/external/chromium/net/base/escape_unittest.cc
C++ | 437 lines | 358 code | 43 blank | 36 comment | 23 complexity | 78c55bbd99db5ec615f2fabfab66a687 MD5 | raw file
- // Copyright (c) 2011 The Chromium Authors.

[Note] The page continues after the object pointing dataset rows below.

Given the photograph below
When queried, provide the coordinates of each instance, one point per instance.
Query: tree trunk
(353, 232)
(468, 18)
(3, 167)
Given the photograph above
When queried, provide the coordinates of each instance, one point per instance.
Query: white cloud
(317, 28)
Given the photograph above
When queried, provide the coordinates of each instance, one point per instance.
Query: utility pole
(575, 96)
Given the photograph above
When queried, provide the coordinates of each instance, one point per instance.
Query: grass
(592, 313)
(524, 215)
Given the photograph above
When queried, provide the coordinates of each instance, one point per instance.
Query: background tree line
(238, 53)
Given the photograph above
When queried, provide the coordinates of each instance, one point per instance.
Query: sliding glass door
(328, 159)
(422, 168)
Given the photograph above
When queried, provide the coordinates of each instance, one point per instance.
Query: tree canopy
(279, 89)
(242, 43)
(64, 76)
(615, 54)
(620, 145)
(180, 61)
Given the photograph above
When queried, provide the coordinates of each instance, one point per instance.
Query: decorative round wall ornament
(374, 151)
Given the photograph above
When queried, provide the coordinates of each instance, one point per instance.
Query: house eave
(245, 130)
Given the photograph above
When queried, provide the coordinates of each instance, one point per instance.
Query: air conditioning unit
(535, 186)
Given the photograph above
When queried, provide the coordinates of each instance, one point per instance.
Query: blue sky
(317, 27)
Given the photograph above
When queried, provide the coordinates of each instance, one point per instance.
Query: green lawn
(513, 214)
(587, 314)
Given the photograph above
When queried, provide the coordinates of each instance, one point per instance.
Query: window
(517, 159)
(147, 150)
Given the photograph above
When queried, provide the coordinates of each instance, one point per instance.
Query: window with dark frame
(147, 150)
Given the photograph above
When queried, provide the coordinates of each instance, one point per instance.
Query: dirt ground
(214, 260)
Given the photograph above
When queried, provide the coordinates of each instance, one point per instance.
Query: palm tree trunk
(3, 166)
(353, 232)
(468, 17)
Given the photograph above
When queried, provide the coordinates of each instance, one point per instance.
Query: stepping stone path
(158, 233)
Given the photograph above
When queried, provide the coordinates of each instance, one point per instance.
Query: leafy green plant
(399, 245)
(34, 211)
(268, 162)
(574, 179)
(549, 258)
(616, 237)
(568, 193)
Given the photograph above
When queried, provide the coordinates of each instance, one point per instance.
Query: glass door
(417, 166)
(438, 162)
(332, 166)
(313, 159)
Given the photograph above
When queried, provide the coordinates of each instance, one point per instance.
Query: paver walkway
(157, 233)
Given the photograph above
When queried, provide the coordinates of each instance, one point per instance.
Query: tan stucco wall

All rights reserved.
- // Use of this source code is governed by a BSD-style license that can be
- // found in the LICENSE file.
- #include <algorithm>
- #include <string>
- #include "net/base/escape.h"
- #include "base/basictypes.h"
- #include "base/i18n/icu_string_conversions.h"
- #include "base/string_util.h"
- #include "base/stringprintf.h"
- #include "base/utf_string_conversions.h"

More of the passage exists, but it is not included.